Thursday, September 13, 2012

Puppy Parent Woes

I typically like to keep it light and simple in my entries, but for this particular subject matter, there isn't really a channel I can comfortably speak my mind in, so I turn to the one thing that always seems to help - writing.  This entry is more therapeutical than it is an update.

On Tuesday morning, I heard Echo squeal from upstairs and ran down to see what had happened.  When I called him over, he limped over with his hindleg lifted.  I couldn't believe what I was seeing and in that moment, I completely broke down.  I sat down in front of him, held him, and just sobbed uncontrollably.  Would he sense my sadness and see it as weakness?  Am I overreacting?  I didn't care.  He is my baby and my heart was broken.  A million thoughts rushed through my mind: he is too young to not be able to run around and enjoy his puppyhood, how long is this going to take to heal, and worse of all, it is my job to protect him and provide him with the best life possible, and I failed...miserably.

The veterinarian examined him, but Echo was so tense and fearful that he could not tell whether his leg was badly bruised or if he had torn his ligament.  So, he prescribed medication to help with the swelling and pain.  I had to step out of the room because Echo was yelping so much that I couldn't bear to listen.  Is this what it is like to see your child in pain?  I would imagine so, except with a child it'd be 100x worse. 

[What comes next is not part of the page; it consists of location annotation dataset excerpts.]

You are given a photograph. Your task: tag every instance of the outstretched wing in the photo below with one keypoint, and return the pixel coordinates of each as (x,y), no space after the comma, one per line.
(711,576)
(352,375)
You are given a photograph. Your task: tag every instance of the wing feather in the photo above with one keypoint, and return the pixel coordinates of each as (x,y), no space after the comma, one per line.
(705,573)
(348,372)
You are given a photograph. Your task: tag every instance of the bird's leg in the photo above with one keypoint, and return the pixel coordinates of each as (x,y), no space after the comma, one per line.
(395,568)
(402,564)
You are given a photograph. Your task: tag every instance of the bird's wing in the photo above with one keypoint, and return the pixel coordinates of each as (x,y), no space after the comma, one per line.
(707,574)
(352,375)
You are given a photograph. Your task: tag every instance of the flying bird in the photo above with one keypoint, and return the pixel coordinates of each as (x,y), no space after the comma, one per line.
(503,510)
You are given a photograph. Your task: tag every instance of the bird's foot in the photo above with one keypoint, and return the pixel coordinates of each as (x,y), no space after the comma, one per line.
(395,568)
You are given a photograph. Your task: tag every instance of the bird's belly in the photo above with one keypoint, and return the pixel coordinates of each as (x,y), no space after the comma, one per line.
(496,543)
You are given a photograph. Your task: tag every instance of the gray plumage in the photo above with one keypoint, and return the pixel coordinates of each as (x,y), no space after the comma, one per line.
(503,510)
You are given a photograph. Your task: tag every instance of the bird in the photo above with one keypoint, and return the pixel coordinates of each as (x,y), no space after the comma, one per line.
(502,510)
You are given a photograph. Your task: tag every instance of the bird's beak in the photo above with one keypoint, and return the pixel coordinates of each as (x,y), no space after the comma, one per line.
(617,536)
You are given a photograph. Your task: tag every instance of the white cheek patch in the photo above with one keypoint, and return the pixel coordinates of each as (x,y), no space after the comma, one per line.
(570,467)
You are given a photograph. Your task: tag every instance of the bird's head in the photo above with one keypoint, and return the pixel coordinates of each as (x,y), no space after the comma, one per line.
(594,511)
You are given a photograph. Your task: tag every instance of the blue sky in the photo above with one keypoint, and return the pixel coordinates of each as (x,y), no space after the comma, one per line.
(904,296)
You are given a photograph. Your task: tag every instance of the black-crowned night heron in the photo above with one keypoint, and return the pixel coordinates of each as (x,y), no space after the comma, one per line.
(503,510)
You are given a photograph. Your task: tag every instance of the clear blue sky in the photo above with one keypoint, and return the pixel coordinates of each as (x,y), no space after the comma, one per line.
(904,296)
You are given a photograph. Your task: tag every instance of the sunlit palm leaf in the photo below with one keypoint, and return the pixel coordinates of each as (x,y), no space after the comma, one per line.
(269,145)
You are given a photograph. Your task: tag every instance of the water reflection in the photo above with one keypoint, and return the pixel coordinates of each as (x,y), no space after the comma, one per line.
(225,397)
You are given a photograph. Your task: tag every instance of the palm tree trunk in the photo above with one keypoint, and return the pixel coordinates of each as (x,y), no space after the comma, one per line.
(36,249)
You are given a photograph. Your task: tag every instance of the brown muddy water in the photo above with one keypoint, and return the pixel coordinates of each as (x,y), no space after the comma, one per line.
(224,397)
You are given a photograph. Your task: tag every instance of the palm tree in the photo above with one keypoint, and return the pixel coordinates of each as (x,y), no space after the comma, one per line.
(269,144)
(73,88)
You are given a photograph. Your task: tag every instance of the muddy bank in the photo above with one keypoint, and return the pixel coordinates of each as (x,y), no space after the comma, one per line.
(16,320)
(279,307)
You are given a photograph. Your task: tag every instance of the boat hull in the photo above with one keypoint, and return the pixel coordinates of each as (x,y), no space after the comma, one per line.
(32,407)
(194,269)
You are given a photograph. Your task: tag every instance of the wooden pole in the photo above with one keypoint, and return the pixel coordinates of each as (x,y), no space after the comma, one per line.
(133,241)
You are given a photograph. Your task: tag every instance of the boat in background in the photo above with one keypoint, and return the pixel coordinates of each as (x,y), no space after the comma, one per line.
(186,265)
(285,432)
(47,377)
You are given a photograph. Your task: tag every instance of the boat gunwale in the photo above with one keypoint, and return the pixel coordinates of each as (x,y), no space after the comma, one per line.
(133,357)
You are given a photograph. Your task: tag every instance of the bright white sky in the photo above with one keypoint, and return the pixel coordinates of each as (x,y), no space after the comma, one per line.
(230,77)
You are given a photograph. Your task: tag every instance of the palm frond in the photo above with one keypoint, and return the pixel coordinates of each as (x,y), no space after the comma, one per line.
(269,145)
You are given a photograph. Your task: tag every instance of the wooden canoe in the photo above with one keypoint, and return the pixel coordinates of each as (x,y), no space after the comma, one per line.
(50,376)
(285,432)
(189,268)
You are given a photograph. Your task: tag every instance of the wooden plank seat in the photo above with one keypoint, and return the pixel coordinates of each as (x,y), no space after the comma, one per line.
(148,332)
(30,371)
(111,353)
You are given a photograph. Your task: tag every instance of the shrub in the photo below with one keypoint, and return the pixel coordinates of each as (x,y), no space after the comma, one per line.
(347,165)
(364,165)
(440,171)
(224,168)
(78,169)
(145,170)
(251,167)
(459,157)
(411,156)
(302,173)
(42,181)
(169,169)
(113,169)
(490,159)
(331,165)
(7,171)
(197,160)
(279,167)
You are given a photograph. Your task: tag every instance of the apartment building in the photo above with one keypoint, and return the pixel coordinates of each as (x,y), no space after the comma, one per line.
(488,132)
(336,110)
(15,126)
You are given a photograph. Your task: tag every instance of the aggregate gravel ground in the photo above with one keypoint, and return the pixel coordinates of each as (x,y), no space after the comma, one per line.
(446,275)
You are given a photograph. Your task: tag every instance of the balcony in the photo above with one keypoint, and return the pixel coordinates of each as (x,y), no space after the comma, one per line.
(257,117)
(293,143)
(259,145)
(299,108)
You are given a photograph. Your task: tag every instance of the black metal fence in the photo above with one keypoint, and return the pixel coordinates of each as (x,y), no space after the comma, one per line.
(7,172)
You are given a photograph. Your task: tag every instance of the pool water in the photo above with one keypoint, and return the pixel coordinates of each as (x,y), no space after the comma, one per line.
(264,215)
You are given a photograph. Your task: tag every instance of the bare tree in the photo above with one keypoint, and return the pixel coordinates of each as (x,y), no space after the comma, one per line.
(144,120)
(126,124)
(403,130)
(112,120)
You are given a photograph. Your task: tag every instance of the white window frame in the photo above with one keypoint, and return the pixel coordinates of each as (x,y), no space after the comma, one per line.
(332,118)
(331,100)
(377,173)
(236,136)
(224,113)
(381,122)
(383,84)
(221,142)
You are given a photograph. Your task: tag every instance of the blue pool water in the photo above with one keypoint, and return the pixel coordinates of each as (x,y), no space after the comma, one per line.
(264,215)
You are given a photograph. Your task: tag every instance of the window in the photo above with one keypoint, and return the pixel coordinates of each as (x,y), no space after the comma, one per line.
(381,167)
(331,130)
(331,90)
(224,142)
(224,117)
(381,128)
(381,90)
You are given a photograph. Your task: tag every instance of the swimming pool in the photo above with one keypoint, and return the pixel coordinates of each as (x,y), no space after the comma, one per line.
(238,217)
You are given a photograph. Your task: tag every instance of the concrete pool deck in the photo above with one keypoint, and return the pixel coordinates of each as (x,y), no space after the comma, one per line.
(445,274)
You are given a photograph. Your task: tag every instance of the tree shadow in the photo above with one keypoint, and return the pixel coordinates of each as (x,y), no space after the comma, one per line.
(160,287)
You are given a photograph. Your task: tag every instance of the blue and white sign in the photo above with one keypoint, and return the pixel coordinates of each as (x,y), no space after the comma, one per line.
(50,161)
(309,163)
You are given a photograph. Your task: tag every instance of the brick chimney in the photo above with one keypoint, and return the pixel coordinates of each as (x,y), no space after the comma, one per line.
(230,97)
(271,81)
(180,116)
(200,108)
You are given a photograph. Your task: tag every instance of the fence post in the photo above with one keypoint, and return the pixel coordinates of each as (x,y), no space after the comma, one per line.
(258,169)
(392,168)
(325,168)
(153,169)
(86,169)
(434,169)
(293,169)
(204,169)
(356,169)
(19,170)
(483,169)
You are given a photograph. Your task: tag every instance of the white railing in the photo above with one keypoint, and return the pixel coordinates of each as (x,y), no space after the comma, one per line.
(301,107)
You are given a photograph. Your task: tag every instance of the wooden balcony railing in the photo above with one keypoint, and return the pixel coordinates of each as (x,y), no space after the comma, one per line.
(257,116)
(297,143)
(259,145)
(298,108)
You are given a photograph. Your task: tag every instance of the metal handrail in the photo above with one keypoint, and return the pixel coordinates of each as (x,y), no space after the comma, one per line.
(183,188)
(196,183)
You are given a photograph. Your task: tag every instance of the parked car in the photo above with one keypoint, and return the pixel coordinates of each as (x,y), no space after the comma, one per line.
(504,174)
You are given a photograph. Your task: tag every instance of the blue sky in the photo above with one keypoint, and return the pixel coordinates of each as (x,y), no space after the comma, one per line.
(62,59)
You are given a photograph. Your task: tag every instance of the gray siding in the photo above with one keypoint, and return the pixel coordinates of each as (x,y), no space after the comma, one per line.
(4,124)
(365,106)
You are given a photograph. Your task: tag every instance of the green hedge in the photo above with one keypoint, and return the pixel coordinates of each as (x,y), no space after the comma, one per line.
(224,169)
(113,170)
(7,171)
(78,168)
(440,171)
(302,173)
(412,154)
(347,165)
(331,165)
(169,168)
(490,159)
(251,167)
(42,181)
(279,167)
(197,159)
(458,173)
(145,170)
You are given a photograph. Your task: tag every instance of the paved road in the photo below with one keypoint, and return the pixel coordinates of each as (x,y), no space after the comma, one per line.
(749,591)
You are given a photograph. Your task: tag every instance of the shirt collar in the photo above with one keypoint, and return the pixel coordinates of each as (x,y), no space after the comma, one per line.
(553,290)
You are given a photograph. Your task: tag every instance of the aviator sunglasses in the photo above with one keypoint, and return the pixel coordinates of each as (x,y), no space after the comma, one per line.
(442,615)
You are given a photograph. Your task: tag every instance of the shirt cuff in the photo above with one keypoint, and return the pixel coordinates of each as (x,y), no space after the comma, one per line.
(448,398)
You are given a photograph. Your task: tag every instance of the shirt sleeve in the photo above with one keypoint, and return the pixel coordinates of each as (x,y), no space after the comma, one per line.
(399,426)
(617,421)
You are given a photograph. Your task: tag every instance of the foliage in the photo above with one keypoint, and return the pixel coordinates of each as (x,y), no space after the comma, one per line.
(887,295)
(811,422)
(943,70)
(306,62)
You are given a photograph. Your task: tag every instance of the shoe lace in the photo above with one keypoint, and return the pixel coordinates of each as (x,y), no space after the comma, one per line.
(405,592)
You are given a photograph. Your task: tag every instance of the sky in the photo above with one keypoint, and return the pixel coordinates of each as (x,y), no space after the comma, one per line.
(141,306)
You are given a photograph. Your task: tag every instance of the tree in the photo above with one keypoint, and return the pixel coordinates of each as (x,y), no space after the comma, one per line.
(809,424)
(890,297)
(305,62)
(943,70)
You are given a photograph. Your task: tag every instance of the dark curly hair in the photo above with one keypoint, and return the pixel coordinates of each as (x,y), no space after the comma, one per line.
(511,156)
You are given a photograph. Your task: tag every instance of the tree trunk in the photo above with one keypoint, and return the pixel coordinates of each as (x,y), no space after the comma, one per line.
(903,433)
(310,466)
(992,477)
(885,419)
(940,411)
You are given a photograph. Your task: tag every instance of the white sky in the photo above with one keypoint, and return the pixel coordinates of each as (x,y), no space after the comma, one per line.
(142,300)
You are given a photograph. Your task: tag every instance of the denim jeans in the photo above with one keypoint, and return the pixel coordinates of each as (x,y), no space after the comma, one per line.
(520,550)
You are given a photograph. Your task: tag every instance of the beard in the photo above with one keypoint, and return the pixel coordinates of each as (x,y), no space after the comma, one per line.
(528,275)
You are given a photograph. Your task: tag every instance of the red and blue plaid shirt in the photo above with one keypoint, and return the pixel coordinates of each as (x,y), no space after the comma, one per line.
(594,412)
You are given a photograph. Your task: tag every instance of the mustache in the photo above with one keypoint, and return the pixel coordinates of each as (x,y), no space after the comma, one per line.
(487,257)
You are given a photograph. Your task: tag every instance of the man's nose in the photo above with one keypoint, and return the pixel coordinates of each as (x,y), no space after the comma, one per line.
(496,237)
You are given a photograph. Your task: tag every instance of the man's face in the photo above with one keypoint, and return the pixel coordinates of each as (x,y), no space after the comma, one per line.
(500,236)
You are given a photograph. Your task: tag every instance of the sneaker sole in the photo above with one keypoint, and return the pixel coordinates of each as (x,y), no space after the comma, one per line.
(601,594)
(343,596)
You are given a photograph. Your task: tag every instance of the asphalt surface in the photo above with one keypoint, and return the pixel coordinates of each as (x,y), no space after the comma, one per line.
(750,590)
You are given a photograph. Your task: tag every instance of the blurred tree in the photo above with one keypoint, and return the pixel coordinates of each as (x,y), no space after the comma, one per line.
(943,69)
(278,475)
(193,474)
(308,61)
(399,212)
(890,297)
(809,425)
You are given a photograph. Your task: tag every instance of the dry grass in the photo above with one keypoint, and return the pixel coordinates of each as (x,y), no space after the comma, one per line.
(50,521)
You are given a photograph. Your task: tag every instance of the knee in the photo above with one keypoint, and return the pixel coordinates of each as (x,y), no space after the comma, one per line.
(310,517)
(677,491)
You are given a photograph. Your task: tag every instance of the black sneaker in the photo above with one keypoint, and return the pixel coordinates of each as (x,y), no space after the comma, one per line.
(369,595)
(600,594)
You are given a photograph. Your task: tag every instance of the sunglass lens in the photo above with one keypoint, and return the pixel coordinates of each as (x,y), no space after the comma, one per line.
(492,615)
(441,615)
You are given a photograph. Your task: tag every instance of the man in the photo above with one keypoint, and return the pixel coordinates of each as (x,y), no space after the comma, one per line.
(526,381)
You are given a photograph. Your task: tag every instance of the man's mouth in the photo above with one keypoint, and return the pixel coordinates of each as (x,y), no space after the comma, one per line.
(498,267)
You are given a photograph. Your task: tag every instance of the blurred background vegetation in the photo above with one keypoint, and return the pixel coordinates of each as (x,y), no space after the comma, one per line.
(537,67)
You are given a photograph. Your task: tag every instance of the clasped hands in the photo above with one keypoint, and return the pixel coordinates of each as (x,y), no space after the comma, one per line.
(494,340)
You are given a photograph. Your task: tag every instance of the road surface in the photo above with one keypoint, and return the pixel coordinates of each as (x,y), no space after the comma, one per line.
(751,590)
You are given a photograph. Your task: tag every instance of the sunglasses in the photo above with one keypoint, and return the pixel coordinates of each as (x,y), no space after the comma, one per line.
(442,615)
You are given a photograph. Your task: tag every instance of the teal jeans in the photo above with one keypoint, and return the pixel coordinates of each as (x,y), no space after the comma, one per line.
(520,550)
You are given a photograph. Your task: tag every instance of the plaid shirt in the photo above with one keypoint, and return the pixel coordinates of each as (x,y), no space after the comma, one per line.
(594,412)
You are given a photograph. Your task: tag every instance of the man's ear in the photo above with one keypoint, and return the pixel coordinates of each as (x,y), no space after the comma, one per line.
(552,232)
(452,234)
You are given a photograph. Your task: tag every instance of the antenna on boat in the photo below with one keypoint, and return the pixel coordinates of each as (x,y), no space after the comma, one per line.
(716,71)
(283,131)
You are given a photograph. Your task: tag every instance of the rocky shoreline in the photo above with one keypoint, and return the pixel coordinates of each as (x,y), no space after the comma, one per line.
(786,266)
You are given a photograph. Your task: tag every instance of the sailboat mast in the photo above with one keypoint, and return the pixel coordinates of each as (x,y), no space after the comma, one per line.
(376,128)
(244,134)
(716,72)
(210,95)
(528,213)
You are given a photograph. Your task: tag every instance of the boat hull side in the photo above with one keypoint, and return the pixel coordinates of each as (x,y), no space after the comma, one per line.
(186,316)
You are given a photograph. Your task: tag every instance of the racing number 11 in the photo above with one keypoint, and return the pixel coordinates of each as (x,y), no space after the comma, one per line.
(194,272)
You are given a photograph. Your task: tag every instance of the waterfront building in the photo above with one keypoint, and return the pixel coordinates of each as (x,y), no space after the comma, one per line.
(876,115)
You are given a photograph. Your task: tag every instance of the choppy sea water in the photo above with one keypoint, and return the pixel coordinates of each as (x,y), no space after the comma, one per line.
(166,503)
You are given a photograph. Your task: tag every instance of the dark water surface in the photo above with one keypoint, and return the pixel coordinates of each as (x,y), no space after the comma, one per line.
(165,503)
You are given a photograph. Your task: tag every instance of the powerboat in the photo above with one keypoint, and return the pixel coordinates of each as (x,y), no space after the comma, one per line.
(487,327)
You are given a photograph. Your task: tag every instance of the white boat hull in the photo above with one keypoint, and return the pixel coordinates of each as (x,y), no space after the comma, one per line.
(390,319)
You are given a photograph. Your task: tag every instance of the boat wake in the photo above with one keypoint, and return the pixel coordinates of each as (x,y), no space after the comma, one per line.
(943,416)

How Echo was injured is moot, so I am not going to explain.  But, aside from the constant worrying and hopefulness that it is not a torn ligament, the most challenging thing for me has been coping.  I try not to fall into the blame game, to try and stay optimistic, but every single time I see the little guy limp, my heart drops.  I am so angry - angry that this happened, angry that this could probably have been avoided, angry that he is in pain, angry over the additional costs this injury has/may incur - just angry!  I don't feel like I can release any of this anger in a healthy way without impacting someone else, so I continue to hold it in and pretend that I am okay with it.  Sooner or later though, I will erupt, and erupt I did.  This morning, just like there are small earthquakes before a volcano erupts, I lashed out, a magnitude of 3.0 I would say.  Though a small relief, I caught myself and stopped because I didn't want to intentionally worsen the situation.  But when I got into my car, everything came out.  Yelling, crying - you name it.  Deep sigh...

I held my little guy's head this morning and said a little prayer for him before I left for work.  Hopefully he will show signs of healing soon and return to the little rambunctious rascal I have grown to love so much.

This was taken on Sunday.  He loves to get himself twisted up like a pretzel.